奈良県では、2022年3月に「奈良デジタル戦略」を策定し、DX施策を推進しています。そのビジョンは大別して2つ。1つは、県民に対する行政サービスの質を高めること。もう1つは県庁内における業務生産性の向上にあります。特に行政サービスの質の向上に関しては、行政側が給付対象となる人に対してプッシュ型でプロアクティブにアプローチし、サービスを提供していくという「届ける力」の改革が最重要課題だとしています。一方で庁内業務の生産性向上については、就労人口が減少する中で、職員1人あたりの仕事量は増大し、残業時間が増えてしまう現状に対応する必要があります。奈良県では、「クラウド・バイ・デフォルト」を掲げ、デジタル活用前提で業務プロセスを全面的に見直すとともに、クラウドで提供されているサービスを活用し、急激な社会変化にも対応できるようDXを進めています。
「届ける力」を高めるという私たちの構想に、1人の住民を起点に考えるSalesforceのCustomer 360のコンセプトが合致したのです。
湯山 壮一郎 氏副知事, 奈良県
組織や業務ごとにバラバラに提供されていた子育て支援サービスを統合的に提供する仕組みとして、奈良県が取り組んだのがSalesforceで構築する「奈良っ子はぐくみアプリ」の開発でした。関係機関が連携し、県民一人ひとりにパーソナライズされた子育て関連サービスをデジタルで提供するというものです。
「届ける力」を重要視、スピード感のあるサービス展開を目指す
たとえばコロナ禍では、感染予防やまん延防止策、さらに経済面でも給付金の支給など、とにかく一刻を争う場面に直面しました。ですが、誰がダメージを受けているのか、困窮しているのは誰なのかを把握することは難しいという課題が浮き彫りになりました。「今後は『届ける力』が重要であると考え、スピード感のあるサービス展開を目指してSalesforceを活用した」と言います。
住民1人に寄り添うサービス展開がSalesforceの思想と合致
住民視点に立ったパーソナライズされたサービスの展開を目指した奈良県ですが、その構想にSalesforceの思想が合致していました。奈良県では、行政の施策としてキーとなってくるのは、施策の拡充だけでなく、いかに必要な支援を必要とする人に届けるかだと考えます。市民を顧客と見立て1人の情報を360度見渡せる、まさにSalesforce Customer 360の概念は奈良県のデジタル戦略に重なるものでした。
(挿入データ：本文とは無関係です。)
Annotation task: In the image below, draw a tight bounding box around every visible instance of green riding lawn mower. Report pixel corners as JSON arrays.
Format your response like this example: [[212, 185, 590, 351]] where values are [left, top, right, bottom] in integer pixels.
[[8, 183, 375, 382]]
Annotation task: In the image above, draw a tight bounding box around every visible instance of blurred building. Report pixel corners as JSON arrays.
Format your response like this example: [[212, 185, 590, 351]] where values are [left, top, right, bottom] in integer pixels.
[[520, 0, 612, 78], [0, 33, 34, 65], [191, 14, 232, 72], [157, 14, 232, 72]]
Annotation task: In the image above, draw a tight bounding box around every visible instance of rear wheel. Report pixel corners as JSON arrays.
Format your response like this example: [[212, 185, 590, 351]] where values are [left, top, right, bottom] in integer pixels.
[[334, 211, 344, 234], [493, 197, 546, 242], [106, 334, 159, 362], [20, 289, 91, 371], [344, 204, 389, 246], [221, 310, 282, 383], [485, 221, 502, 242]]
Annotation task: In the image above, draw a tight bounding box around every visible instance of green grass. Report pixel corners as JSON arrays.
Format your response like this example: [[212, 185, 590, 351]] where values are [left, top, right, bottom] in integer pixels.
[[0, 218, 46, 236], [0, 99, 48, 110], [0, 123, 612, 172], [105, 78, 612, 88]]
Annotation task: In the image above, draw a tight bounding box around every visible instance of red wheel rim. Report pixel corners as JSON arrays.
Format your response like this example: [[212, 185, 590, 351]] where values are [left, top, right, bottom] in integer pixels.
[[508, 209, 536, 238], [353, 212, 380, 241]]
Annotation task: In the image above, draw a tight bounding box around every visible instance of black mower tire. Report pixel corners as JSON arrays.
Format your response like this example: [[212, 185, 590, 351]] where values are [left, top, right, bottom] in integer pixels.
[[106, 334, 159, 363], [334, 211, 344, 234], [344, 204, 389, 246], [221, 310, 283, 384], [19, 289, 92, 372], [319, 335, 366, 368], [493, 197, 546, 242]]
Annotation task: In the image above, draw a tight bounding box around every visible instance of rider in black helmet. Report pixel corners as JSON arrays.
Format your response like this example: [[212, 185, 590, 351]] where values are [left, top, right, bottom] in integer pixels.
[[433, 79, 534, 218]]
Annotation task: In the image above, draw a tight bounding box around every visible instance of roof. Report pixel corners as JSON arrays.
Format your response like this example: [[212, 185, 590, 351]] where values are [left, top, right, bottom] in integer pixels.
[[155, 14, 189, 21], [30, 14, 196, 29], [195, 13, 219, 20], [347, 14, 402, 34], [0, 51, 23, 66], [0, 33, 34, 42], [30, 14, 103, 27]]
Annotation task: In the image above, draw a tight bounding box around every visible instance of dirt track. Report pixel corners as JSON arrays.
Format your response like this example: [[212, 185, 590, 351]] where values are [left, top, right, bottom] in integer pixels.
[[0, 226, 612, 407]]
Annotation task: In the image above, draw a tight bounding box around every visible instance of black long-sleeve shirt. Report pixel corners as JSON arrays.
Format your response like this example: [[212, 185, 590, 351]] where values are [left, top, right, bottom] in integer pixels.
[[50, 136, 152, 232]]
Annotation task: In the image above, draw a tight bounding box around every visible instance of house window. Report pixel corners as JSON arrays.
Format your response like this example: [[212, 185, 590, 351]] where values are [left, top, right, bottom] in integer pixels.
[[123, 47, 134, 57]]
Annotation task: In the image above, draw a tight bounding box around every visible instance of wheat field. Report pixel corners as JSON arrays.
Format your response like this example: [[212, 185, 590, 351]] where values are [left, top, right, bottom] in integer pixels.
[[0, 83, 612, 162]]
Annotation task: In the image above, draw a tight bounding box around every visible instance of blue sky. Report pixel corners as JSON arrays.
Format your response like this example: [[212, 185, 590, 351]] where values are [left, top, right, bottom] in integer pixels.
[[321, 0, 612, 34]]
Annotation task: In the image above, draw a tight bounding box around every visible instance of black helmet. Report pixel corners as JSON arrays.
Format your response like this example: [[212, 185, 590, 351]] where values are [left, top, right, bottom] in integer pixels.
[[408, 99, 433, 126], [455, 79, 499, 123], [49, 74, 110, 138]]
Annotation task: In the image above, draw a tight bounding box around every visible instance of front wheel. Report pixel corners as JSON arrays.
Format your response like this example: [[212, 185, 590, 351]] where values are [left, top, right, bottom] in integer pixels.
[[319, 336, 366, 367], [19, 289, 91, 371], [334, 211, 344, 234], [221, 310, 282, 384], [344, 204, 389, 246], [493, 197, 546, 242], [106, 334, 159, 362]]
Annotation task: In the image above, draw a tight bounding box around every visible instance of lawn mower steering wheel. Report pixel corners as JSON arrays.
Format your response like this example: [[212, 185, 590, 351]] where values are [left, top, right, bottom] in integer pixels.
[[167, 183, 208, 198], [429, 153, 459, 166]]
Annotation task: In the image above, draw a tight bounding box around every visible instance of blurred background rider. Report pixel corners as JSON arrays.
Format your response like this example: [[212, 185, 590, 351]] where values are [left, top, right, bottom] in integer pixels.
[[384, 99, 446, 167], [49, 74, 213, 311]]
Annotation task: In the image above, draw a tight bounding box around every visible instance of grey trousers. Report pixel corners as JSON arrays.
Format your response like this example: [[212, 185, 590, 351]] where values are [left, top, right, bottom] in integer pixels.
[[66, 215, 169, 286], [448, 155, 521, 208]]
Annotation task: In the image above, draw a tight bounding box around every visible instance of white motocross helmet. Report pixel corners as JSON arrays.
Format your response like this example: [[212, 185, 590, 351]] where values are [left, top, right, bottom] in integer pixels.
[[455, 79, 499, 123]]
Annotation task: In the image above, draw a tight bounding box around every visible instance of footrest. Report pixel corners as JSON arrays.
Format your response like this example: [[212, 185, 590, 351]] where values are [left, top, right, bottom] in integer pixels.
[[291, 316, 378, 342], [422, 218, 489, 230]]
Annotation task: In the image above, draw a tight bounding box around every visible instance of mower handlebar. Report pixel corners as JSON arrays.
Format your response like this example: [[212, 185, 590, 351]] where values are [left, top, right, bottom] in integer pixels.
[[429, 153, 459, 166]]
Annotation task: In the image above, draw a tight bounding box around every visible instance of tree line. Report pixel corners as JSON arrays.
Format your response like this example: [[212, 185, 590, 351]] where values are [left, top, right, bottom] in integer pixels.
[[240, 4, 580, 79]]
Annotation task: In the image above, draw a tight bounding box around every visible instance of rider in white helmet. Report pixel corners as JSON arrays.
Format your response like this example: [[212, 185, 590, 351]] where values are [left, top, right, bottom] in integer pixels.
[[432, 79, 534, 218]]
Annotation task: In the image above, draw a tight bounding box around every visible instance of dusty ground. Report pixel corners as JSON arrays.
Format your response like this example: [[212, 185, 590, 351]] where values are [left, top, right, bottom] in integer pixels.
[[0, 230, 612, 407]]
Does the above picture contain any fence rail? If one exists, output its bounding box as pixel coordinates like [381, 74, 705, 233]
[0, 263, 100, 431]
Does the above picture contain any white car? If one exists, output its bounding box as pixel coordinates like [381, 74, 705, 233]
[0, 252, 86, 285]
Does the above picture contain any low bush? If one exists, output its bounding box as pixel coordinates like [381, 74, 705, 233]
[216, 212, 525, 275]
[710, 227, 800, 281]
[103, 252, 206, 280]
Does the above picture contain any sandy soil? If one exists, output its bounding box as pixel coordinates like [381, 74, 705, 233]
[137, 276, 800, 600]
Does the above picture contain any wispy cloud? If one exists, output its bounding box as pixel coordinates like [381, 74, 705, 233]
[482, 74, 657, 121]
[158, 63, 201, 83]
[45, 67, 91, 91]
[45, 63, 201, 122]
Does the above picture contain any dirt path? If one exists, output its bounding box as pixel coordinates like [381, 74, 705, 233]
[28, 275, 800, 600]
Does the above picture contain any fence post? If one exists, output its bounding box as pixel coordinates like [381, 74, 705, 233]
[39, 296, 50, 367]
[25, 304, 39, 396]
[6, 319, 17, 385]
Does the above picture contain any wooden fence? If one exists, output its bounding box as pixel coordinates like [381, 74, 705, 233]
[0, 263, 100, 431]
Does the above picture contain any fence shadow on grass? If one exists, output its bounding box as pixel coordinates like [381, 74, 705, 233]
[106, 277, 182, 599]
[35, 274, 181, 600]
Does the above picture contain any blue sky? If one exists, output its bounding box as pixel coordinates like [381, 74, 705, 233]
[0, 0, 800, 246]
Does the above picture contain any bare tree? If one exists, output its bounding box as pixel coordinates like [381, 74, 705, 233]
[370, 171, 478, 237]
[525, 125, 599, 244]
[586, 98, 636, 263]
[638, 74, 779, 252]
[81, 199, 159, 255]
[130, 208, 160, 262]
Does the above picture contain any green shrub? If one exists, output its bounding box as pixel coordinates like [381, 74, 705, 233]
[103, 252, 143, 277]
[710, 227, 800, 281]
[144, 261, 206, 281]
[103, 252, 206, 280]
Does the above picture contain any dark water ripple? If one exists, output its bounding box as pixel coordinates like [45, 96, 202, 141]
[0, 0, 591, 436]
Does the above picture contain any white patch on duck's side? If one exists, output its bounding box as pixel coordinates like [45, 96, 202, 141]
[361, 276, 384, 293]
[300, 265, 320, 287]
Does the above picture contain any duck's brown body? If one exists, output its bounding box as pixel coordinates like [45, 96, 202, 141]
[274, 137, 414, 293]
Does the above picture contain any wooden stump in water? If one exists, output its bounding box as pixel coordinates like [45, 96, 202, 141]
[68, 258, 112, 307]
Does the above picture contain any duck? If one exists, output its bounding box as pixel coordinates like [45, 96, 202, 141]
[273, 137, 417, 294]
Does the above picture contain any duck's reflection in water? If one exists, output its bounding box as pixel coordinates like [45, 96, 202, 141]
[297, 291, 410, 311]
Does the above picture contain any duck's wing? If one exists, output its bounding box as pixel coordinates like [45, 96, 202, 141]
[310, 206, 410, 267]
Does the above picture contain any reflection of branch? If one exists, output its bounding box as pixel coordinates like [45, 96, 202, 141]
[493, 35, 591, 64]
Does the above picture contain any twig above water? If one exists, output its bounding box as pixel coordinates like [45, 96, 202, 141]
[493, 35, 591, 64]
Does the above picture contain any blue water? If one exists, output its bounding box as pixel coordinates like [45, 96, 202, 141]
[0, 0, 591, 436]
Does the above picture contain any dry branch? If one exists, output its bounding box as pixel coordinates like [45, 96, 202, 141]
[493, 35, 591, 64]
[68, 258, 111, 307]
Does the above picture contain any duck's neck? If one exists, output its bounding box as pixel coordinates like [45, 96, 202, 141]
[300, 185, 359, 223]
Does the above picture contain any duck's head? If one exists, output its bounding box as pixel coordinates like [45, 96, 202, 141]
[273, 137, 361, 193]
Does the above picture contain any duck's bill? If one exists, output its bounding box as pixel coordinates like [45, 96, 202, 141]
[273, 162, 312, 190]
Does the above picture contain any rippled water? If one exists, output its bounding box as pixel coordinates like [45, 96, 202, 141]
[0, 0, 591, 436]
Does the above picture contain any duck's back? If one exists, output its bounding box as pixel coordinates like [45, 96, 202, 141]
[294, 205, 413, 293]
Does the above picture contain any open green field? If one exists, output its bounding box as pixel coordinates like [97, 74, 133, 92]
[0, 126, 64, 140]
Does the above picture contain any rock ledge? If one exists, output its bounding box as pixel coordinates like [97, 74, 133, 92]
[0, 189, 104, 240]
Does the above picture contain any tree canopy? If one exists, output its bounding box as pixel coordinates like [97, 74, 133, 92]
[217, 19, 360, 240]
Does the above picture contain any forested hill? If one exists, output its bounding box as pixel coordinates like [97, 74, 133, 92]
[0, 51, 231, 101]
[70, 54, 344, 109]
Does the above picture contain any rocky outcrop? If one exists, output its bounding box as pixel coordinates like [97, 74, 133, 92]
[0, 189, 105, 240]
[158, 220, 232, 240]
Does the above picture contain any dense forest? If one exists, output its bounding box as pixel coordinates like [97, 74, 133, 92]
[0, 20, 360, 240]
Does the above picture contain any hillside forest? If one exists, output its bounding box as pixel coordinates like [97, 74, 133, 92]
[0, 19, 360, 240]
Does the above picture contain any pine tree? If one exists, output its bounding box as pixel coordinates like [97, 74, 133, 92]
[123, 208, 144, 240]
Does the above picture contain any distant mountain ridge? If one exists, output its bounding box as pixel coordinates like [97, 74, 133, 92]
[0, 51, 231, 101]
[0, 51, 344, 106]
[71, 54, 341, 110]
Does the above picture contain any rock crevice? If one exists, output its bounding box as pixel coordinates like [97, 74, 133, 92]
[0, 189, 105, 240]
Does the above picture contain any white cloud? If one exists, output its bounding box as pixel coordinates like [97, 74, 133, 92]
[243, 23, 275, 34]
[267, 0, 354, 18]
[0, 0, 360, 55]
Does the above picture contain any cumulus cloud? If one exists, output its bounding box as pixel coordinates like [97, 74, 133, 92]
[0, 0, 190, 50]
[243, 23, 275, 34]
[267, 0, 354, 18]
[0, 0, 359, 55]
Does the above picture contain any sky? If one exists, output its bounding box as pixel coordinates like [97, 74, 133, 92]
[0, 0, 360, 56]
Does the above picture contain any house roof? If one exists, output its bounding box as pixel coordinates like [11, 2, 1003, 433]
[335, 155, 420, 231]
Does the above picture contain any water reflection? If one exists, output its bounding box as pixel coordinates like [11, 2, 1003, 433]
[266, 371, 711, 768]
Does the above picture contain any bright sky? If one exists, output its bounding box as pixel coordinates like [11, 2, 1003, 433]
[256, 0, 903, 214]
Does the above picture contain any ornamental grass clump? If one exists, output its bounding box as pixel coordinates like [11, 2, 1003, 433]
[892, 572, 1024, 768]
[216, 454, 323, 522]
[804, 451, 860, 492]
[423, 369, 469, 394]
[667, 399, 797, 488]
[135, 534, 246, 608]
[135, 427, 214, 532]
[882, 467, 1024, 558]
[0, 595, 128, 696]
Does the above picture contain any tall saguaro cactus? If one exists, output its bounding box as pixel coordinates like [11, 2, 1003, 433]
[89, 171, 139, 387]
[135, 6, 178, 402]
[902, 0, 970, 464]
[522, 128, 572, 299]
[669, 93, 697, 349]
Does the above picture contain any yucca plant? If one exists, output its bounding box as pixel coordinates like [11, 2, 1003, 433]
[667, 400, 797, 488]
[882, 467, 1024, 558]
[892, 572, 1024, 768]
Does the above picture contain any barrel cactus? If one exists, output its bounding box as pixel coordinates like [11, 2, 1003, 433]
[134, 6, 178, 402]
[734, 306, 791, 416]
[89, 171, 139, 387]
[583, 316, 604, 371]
共通基盤が整備されたことにより、今後はスピーディなサービス実装が可能に
まだスタートしたばかりの「奈良スーパーアプリ」ですが、今後さまざまな行政サービスを展開する予定です。Salesforceをプラットフォームに活用し、標準化された共通基盤が整ったことから、早ければ1、2か月というスピード感のある形で新たなサービスの実装も可能になると言います。奈良県の湯山副知事は「データ駆動型の政策を行う第一歩が整った」と語ります。
プッシュ型のアプローチで“県民ジャーニー“を見据えていく
奈良県は今後、スーパーアプリから申請できる手続きを拡充させ、住民利便性を向上させる予定です。1つのサービスを横展開することだけでなく、将来的には、データを活用し、たとえば子育て世帯への支援など、必要な人にプロアクティブな行政サービスをプッシュ型で届けることを目指しています。カスタマージャーニーならぬ“県民ジャーニー”を見据え、デジタル改革を加速させていきます。
※ 本事例は2024年3月時点の情報となります。掲載している内容、所属や役職は取材当時のものです。